Et alors que je quitte nos deux compères, qui vient renforcer ce gang de talents franchies ? Louis Linard, aka Labrik débarque au siège 8, tout sourire, avec une centaine de milliers de pions. Trois top regs tricolores à la même table. On va rester à l’affut. - Fausto
Zarbo fait tomber le costard
Giuseppe Zarbo, c’est la classe à l’italienne. Toujours un costard impeccable, une élégance qui fait plaisir dans les rooms où fourmillent les maillots de foot et autres survêtements négligés. Mais que vois-je au moment de l’apercevoir en table 403 ? Giuseppe Zarbo avec un maillot de la Squaddra Azzura et une casquette
Italia !
Ma que fai Giuseppe ? « Ici, c’est Vegas ! » assume le plus italien des français, ou le plus français des italiens, on ne sait plus vraiment. Même le chipcount s’y perd. « Un jour ils me mettent italien, un jour ils me mettent français. La dernière fois, je suis repassé italien à partir du Jour 4 » se souvient Zarbo.

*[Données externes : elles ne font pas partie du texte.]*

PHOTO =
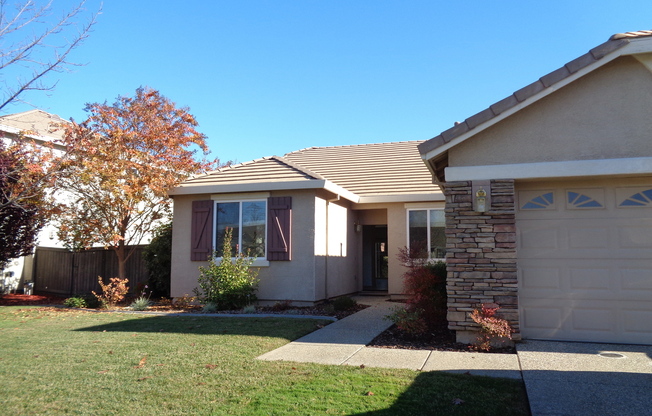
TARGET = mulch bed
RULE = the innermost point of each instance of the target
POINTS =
(439, 339)
(24, 300)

On lui souhaite de pouvoir faire la même expérience, mais pour cela, il faudra déjà passer l’obstacle du jour. Et depuis hier, Giuseppe a du mal à trouver son rythme. « Je perds 20 000 puis je les regagne, je gagne 20 000 puis je les reperds, c’est comme ça depuis le début, raconte l’intéressé. En même temps, je n’ai pas de spot. La seul fois où je trouve deux rois, je tombe contre deux as ». Heureusement, son adversaire n’avait que peu de stack. 20 000, justement. Avec 70 000 jetons devant lui, le représentant de la Squadra Azzura a encore largement de quoi faire.
En attendant de monter les pilasses, Giuseppe discute avec ses collègues francophones. Après le trio fantastique Deyra-Forge-Linard, nous avons ici un virage Zarbo-Houri-Panetti. Au siège numéro 7, Yehoram Houri a trouvé brelan intermédiaire sur un board 1074, et s’est fait payer grassement au flop, puis sur la turn 6 avant que son adversaire n’abandonne sur la river A. Avec 140 000 jetons, il fait partie des gros stacks de la table. Son voisin Christophe Panetti n’est pas mal non plus. Pas de gros coups à signaler, mais à force de gratter les petits pots, le Suisse dépasse désormais les 100 000 jetons. - Fausto
Statistiques anecdotes et citation à la con
43 : comme le nombre de tables restantes dans la Pavillon Room, à quelques instants du break. Elle est la prochaine salle à fermer. Tous seront réunis ensuite dans l’ultime salle qu’ils ne quitteront plus, l’Amazon Room.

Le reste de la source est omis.